Congratulations on a great buck!


----------



## Bonaire-Dave (Oct 23, 2016)

Great looking deer. I would think it might be one you would consider having mounted. Glad you were able to recover it, before coyotes got to it. Dave


----------



## Hughy (Oct 23, 2016)

Congrats again bud!


----------



## Dowis1974 (Oct 23, 2016)

That's a nice buck congrats!!


----------



## Barebowyer (Oct 23, 2016)

Well done!  Pretty buck and good story!


----------



## deast1988 (Oct 23, 2016)

Congrats


----------



## sawtooth (Oct 23, 2016)

That is certainly a beautiful deer.
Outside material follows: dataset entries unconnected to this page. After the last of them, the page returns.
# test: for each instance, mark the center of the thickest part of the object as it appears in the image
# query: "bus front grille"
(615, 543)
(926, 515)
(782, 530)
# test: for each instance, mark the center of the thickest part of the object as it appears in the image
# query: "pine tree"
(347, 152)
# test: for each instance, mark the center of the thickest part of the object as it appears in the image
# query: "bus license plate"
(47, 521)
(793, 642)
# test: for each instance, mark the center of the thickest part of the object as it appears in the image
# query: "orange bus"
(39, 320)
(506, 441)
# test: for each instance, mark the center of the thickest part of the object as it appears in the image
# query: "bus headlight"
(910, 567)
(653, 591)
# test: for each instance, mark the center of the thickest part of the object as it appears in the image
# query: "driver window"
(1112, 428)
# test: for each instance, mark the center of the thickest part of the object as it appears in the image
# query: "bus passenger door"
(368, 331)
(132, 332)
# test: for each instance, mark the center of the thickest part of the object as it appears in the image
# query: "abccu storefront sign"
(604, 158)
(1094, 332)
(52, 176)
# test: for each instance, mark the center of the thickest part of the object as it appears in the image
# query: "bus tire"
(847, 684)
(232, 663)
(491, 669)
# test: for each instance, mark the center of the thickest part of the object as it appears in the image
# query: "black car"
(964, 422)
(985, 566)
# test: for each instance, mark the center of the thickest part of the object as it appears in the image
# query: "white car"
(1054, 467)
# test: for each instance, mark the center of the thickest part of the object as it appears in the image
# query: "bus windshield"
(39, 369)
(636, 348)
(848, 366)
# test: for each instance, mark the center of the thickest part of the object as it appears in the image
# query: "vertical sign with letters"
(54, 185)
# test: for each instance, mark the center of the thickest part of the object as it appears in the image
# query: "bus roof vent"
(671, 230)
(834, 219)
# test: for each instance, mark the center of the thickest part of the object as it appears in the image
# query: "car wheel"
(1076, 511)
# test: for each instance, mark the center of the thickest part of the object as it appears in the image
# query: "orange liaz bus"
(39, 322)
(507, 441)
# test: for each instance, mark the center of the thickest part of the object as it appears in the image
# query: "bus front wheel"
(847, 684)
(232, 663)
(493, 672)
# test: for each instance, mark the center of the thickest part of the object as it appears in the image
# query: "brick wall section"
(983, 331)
Congratulations.


----------



## Barry Duggan (Oct 23, 2016)

Good deal Eric.


----------



## Pointpuller (Oct 23, 2016)

Outstanding!!!!  Congrats on a fine buck, pic and a great story.


----------



## jekilpat (Oct 23, 2016)

Great story and fine buck.  Congratulations!


----------



## jerry russell (Oct 23, 2016)

Great story and buck.


----------



## Mudfeather (Oct 23, 2016)

great...


----------



## GrayG (Oct 24, 2016)

Great buck! Congrats!!


----------



## dm/wolfskin (Oct 24, 2016)

way to go Eric.


----------



## Jake Allen (Oct 24, 2016)

Man yea; congratulations!


----------



## jbird1 (Oct 24, 2016)

Excellent!


----------



## bowtoater (Oct 24, 2016)

Great job


----------